# How do you force yourself to let go?



## Emiaj24! (Sep 26, 2017)

I have been separated for 3 months!! Things ended very badly one night. After months of my ex playing head games one minute he wanted to end things and the next he was sleeping in bed. He kept staying out all night partying but then apologizing. I finally had enough after a bottle of wine I went down the road to a bar I knew I would find him and sure enough he was there with a girl flirting. I decided to walk over and just stay( I know I should of left ) my ex was treating me like straight **** saying mean stuff and acting cool in front of his new friends. Things ended physical that night on both sides and I had to get a pfa on him. He filed for divorce maybe a month ago but I wasn’t home to sign nor have I gone to the post office. I recently started dating someone. My ex has been messaging him stupid things like have your girlfriend pay her own bills or just things like does she want the bed? He also said he was going to take me for spousal support. Or does she want to keep her phone number( he has already shut my phone off ) he messaged him saying he was going to drop some things off at my house but never showed. I had to meet with him to give him some animal food for my horses and our dogs he asked me about the divorce papers and I said he could pay a constable to deliver them since he wanted all this he then brought up the fact that I was dating someone else multiple times but following it with the idc that you are. After the meeting he messaged the guy I’m seeing to say he will pay off my cell and transfer the number if I want. I’m currently seeing a really nice guy who goes out of his way to make me feel better all the time and helps me with my daughter. It almost feels to good to be true to be treated so good but then another part of me is having a hard time letting go of the toxic relationship I was in for 11 years. I had everything I want material wise the house the cars the nice clothes people always telling me how lucky I was but behind closed doors our relationship was a nightmare. Mental and physical abuse and cheating on both sides. So why do I feel like I can’t just move on. Why do I feel like I’m losing everything? Why on some days do I think I should reach out to him? Idk why I can’t stop over thinking? I know I should just move on close the door and never look back. But why can’t I?


----------



## Diana7 (Apr 19, 2016)

It will take time to get out of this tangled mess, and to be honest you being in a new relationship before you are even divorced just makes things far more complicated. It sounds as if you will need a lot of time to heal and to find out why you got into this relationship in the first place, and being that you say you cheated as well, you are clearly not ready for another man at this time. 
So get that divorce done, get some good counselling, and give it a couple of years before you even thing of another man. Use that time to concentrate on your child and yourself. Your daughter must be pretty messed up after all this and now you have introduced another father figure into her life.


----------



## Satya (Jun 22, 2012)

Why would you wish to subject this nice guy to your drama? You're both cheating now. There's nothing to salvage.

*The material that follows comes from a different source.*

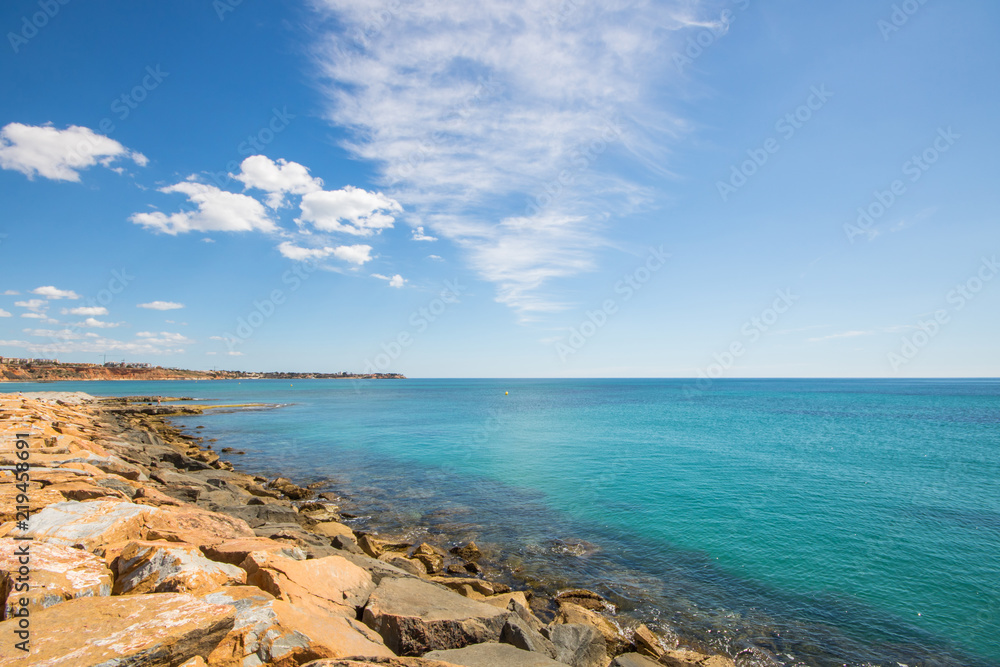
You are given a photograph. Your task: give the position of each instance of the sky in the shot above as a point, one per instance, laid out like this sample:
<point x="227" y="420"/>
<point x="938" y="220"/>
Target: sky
<point x="690" y="189"/>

Figure the divorce out first. You can action the divorce process instead. Unless you like staying in limbo?


----------



## Rick Blaine (Mar 27, 2017)

Read this: Buyers, Renters, and Freeloaders.


----------



## happy as a clam (Jan 5, 2014)

Do these things in this order:

1. Get into a counselor immediately to sort out your own issues. Why have you put up with this for 11 years?

2. Lay off the booze. Nothing good can happen after you pound down an entire bottle of wine (as you found out the night you went up to the bar in anger).

3. Break it off with your new boyfriend immediately. It’s totally unfair to drag someone into this toxic sludge. (And honestly, if new BF is actually willing to put up with this nightmarish situation then he’s NOT someone you want to pursue in the long run. Healthy individuals would NEVER put up with being in this situation. Nothing but red flags regarding new BF).

4. File for divorce. Don’t wait for your husband to do it first, that’s just game-playing. Material things (house, car, clothes, etc.) couldn’t possibly offset the horrible dynamics between the two of you.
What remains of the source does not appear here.